DDR3 memory interface consists of a bunch of traces, which are divided into several groups: a single group typically called "Address/control" (or "Command/address/control") which, as the name suggests, consists of address lines (A0-A15, depending on module's capacity), bank address lines (BA0-BA2), and command lines (CKE, RAS, CAS, WE, CS, ODT); and then one or more of "byte lanes" (also called "DQ group"), each one consisting of 8 DQ (data) lines, associated DQS and DQS# lines, and a data mask DM. Attached is a good image from iMX6 datasheet showing example rules for length matching in case of a single x16 DDR3 memory device.
0. Remember that the length matching is about signal length (sometimes also called electrical length) a.k.a. propagation delay, not necessarily physical length! This is important to keep in mind in case you route traces within a group on different layers - signals on outer layers travel faster than on internal ones. Also remember that a portion of via height that the signal is going along also needs to be included - it's typically called via z-length. Not all eCAD tools take this into account, so you have to be on a lookout for these things.

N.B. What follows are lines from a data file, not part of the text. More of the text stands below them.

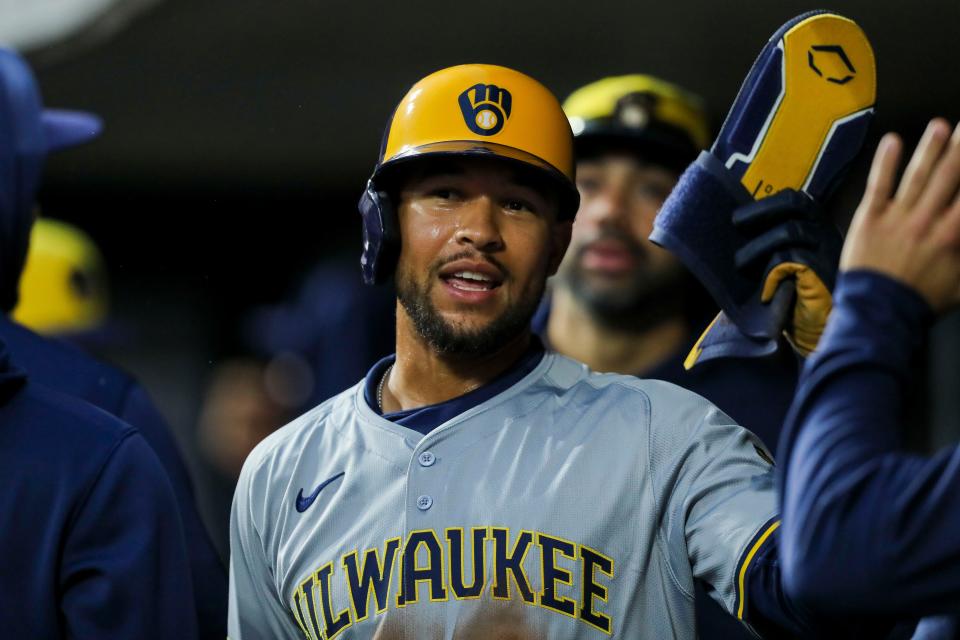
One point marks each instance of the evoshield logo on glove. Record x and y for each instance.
(485, 108)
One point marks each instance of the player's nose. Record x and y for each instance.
(479, 224)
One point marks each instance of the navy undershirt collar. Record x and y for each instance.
(426, 419)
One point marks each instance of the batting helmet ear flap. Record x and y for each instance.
(381, 235)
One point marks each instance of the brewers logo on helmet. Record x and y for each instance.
(467, 110)
(659, 120)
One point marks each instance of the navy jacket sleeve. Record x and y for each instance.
(866, 527)
(123, 573)
(209, 574)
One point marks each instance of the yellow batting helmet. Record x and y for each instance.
(468, 110)
(663, 123)
(63, 287)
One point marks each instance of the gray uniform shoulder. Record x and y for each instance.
(289, 439)
(667, 404)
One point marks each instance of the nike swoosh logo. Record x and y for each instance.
(304, 503)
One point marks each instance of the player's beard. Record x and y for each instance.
(449, 339)
(644, 299)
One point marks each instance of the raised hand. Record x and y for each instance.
(912, 235)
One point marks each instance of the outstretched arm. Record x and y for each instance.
(867, 528)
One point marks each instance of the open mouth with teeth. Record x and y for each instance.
(471, 281)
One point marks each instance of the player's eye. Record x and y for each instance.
(519, 205)
(445, 193)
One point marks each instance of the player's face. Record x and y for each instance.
(611, 266)
(478, 243)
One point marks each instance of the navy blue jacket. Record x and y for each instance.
(866, 526)
(92, 544)
(63, 368)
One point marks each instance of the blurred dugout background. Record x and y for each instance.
(239, 134)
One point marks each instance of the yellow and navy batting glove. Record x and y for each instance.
(792, 250)
(793, 240)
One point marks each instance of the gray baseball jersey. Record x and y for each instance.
(571, 505)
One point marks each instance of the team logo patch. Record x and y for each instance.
(485, 108)
(830, 61)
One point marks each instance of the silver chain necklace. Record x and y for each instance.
(380, 388)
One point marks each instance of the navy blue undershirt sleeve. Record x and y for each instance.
(208, 573)
(123, 573)
(866, 527)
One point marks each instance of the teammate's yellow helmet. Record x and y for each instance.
(63, 287)
(468, 110)
(667, 125)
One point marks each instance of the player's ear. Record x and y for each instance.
(560, 232)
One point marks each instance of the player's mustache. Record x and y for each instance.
(629, 242)
(475, 256)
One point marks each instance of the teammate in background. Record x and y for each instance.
(866, 527)
(63, 287)
(473, 475)
(29, 133)
(92, 547)
(620, 303)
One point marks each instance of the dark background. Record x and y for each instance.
(240, 132)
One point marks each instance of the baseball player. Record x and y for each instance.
(619, 303)
(866, 527)
(29, 133)
(473, 480)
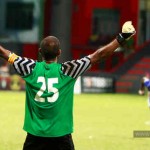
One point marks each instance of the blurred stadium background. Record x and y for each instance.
(82, 26)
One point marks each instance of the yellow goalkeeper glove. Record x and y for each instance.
(128, 31)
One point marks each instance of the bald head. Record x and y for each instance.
(50, 48)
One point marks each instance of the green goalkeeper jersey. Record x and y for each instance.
(49, 95)
(49, 100)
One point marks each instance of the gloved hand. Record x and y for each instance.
(128, 31)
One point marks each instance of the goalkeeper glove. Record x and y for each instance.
(128, 31)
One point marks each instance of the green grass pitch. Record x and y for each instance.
(101, 121)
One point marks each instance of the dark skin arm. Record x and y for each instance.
(104, 52)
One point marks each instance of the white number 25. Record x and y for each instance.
(50, 87)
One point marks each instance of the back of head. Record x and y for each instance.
(49, 47)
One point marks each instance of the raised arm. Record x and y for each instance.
(4, 53)
(107, 50)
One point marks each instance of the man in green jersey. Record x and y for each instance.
(49, 90)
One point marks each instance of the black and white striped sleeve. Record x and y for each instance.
(24, 66)
(75, 68)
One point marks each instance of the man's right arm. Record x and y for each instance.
(22, 65)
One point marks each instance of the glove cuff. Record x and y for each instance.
(120, 39)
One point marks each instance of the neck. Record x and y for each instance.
(51, 61)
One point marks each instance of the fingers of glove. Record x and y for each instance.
(128, 27)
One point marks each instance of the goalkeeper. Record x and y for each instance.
(49, 90)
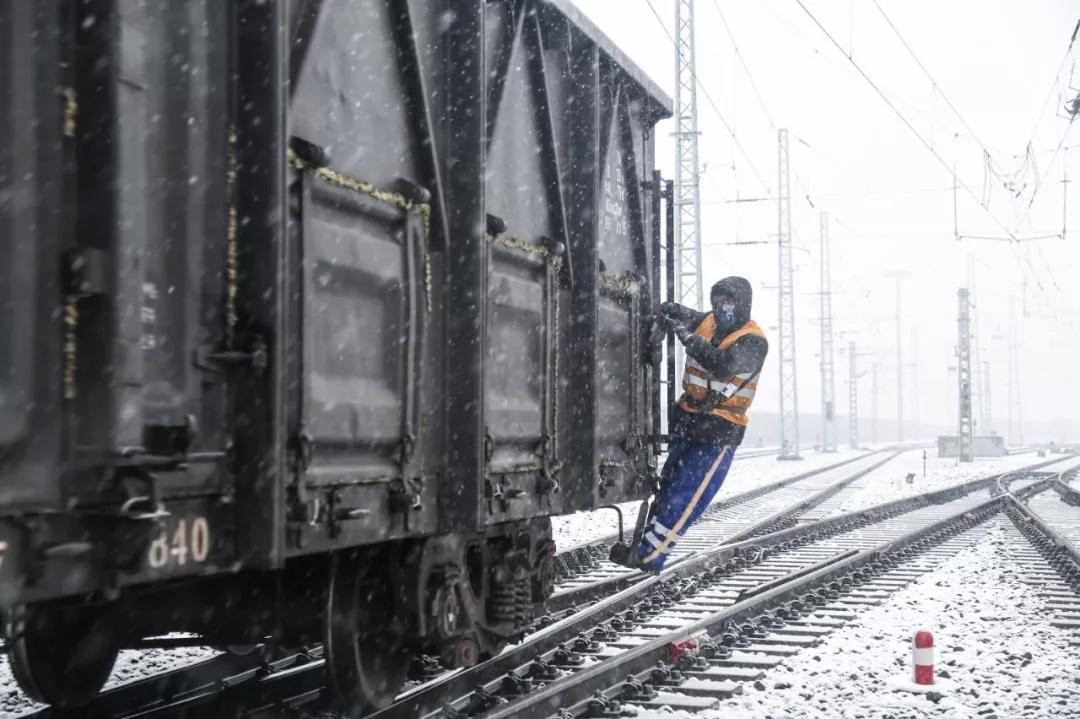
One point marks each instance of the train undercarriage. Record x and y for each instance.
(374, 608)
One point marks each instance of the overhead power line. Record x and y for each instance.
(922, 67)
(919, 136)
(742, 62)
(712, 103)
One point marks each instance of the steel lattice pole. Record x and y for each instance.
(966, 430)
(827, 367)
(788, 385)
(687, 174)
(852, 396)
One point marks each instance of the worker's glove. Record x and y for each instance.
(669, 310)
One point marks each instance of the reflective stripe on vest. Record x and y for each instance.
(699, 384)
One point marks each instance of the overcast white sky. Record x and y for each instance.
(889, 199)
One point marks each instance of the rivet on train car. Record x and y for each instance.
(496, 225)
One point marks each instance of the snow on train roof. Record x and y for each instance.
(608, 46)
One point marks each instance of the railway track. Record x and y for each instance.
(723, 591)
(584, 571)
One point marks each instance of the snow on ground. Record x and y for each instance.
(890, 482)
(131, 665)
(993, 637)
(745, 474)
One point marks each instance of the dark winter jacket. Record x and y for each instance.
(746, 355)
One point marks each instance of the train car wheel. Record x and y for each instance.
(367, 655)
(62, 655)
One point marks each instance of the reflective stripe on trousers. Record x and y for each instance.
(691, 476)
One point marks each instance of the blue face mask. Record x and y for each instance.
(727, 313)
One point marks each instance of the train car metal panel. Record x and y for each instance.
(32, 212)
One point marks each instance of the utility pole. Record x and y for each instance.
(915, 375)
(687, 173)
(966, 430)
(898, 275)
(874, 403)
(1015, 424)
(827, 383)
(976, 364)
(788, 388)
(852, 396)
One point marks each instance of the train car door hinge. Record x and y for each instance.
(86, 272)
(256, 355)
(302, 446)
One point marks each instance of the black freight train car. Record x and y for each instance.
(311, 313)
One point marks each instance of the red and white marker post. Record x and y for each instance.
(922, 656)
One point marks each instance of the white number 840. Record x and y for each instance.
(187, 541)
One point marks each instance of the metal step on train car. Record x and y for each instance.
(311, 314)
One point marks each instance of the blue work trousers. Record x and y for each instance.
(691, 476)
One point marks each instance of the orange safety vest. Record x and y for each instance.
(698, 383)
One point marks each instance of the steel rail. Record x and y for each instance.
(571, 598)
(243, 683)
(734, 500)
(430, 697)
(608, 675)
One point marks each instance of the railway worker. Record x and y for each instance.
(725, 351)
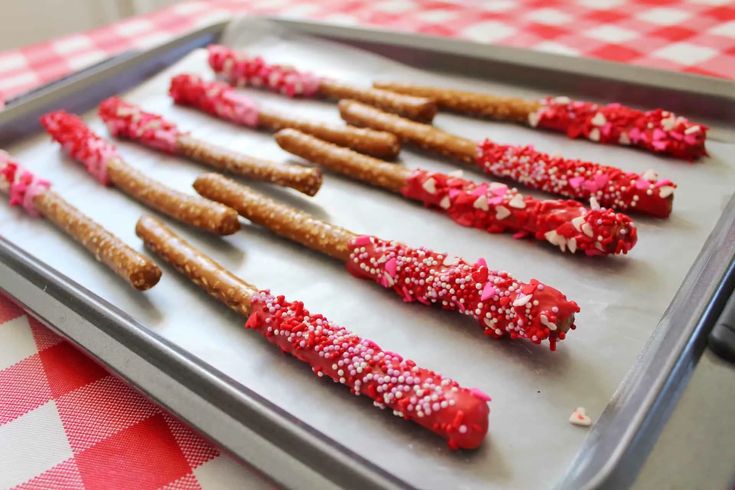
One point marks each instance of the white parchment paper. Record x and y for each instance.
(534, 390)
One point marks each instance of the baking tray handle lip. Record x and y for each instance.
(232, 398)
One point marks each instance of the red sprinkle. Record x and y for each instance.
(241, 69)
(458, 414)
(609, 186)
(496, 208)
(657, 131)
(127, 120)
(501, 304)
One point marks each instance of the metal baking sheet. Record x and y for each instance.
(623, 299)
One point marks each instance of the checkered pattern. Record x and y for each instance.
(696, 36)
(65, 422)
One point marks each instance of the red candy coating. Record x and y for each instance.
(501, 304)
(657, 131)
(215, 98)
(458, 414)
(610, 186)
(129, 121)
(496, 208)
(241, 69)
(81, 143)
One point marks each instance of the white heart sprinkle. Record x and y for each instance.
(665, 191)
(579, 417)
(481, 203)
(517, 202)
(501, 212)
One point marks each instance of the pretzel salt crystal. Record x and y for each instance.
(502, 305)
(439, 404)
(657, 131)
(610, 187)
(222, 101)
(492, 207)
(241, 69)
(129, 121)
(34, 195)
(103, 162)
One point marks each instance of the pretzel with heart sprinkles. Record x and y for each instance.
(241, 69)
(222, 101)
(439, 404)
(657, 131)
(492, 207)
(603, 185)
(89, 148)
(502, 305)
(125, 120)
(34, 195)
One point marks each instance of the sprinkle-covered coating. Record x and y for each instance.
(609, 186)
(127, 120)
(243, 70)
(501, 304)
(492, 207)
(657, 131)
(221, 100)
(34, 194)
(439, 404)
(80, 141)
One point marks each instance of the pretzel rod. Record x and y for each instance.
(657, 131)
(222, 101)
(103, 162)
(502, 305)
(439, 404)
(492, 207)
(243, 70)
(607, 186)
(125, 120)
(34, 195)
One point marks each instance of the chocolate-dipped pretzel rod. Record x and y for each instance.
(222, 101)
(439, 404)
(609, 186)
(125, 120)
(489, 206)
(102, 161)
(241, 69)
(502, 305)
(657, 131)
(34, 195)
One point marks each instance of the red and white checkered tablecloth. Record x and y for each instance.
(65, 422)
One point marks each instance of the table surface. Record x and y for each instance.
(70, 423)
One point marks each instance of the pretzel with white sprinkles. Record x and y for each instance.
(502, 305)
(102, 161)
(489, 206)
(244, 70)
(439, 404)
(35, 196)
(222, 101)
(658, 131)
(126, 120)
(603, 185)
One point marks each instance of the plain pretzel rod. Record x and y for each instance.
(238, 68)
(607, 186)
(126, 120)
(502, 305)
(105, 164)
(35, 196)
(221, 100)
(493, 207)
(657, 131)
(439, 404)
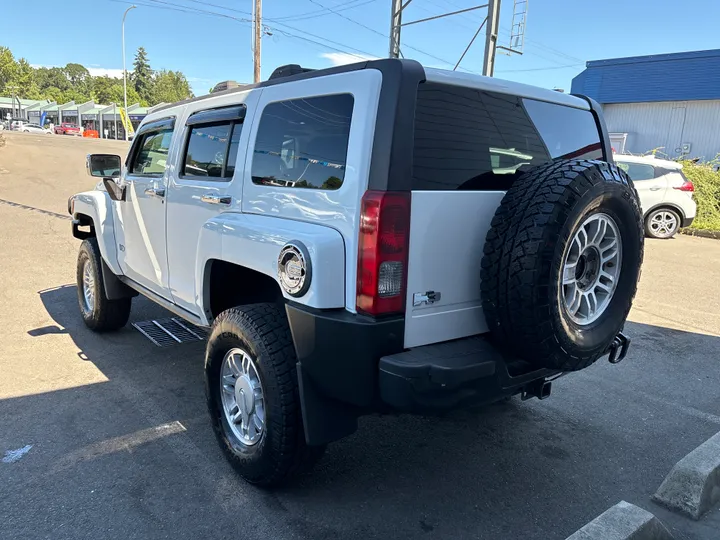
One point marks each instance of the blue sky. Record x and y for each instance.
(560, 36)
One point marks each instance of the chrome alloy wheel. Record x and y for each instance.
(663, 224)
(242, 396)
(591, 269)
(88, 288)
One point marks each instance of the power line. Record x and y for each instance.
(381, 34)
(344, 6)
(539, 69)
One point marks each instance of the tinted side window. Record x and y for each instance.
(207, 151)
(637, 171)
(303, 143)
(471, 139)
(152, 152)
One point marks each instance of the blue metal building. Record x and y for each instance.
(669, 102)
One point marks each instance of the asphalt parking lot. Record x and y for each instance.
(122, 448)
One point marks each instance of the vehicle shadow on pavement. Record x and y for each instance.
(535, 469)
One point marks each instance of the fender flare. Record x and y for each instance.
(97, 206)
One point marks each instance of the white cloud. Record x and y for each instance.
(340, 59)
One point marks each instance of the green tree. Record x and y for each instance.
(8, 69)
(109, 90)
(51, 78)
(331, 183)
(142, 75)
(170, 86)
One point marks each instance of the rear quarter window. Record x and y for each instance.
(467, 138)
(303, 143)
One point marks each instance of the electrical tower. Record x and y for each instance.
(491, 24)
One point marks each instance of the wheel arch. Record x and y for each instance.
(94, 209)
(665, 205)
(227, 284)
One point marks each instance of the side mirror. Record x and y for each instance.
(103, 165)
(115, 192)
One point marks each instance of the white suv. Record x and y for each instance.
(369, 238)
(666, 195)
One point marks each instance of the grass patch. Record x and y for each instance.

1. The clock line needs to be at least as long as address/control lines are. I typically match it as part of the group, but it can be a bit longer.
2. Traces within address/control lines need to be matched to ±10 ps.
3. All byte lanes has to be no longer than address/command traces.
4. All signals within a single byte lane need to be matched to ±10ps.
5. There is no requirement to match traces of different byte lanes.
6. Traces within differential pair (CK/CK#, DQSn/DQSn#) needs to be matched to ±2ps.
As far as impedance goes, depending on a frequency and a specific controller it can be 50 Ohm or as low as 40 Ohm (the latter is a Xilinx requirement for 7 series FPGAs for DDR3 frequencies above 666 MHz, 50 Ohm is good enough for speeds below that).
If you intend to use several memory devices in your interface, things get more complicated because with DDR3 there are two possible topologies for address/control lines - a balanced tree (like DDR2 and below), and a fly-by (new for DDR3). Technically all DDR3 controllers are supposed to support fly-by topology (which is easier to route), but in reality there are some which don't support it.
Finally, it might be required to implement a termination for address/control lines (DQ, DQS and DM lines don't need one because memory devices have dynamic on-die termination controlled by ODT input). Whether it's required or not can be determined by SI simulations, but typically you can get away without it for a single component which is close to the controller. For multi-chip interfaces you will more likely than not need to implement it.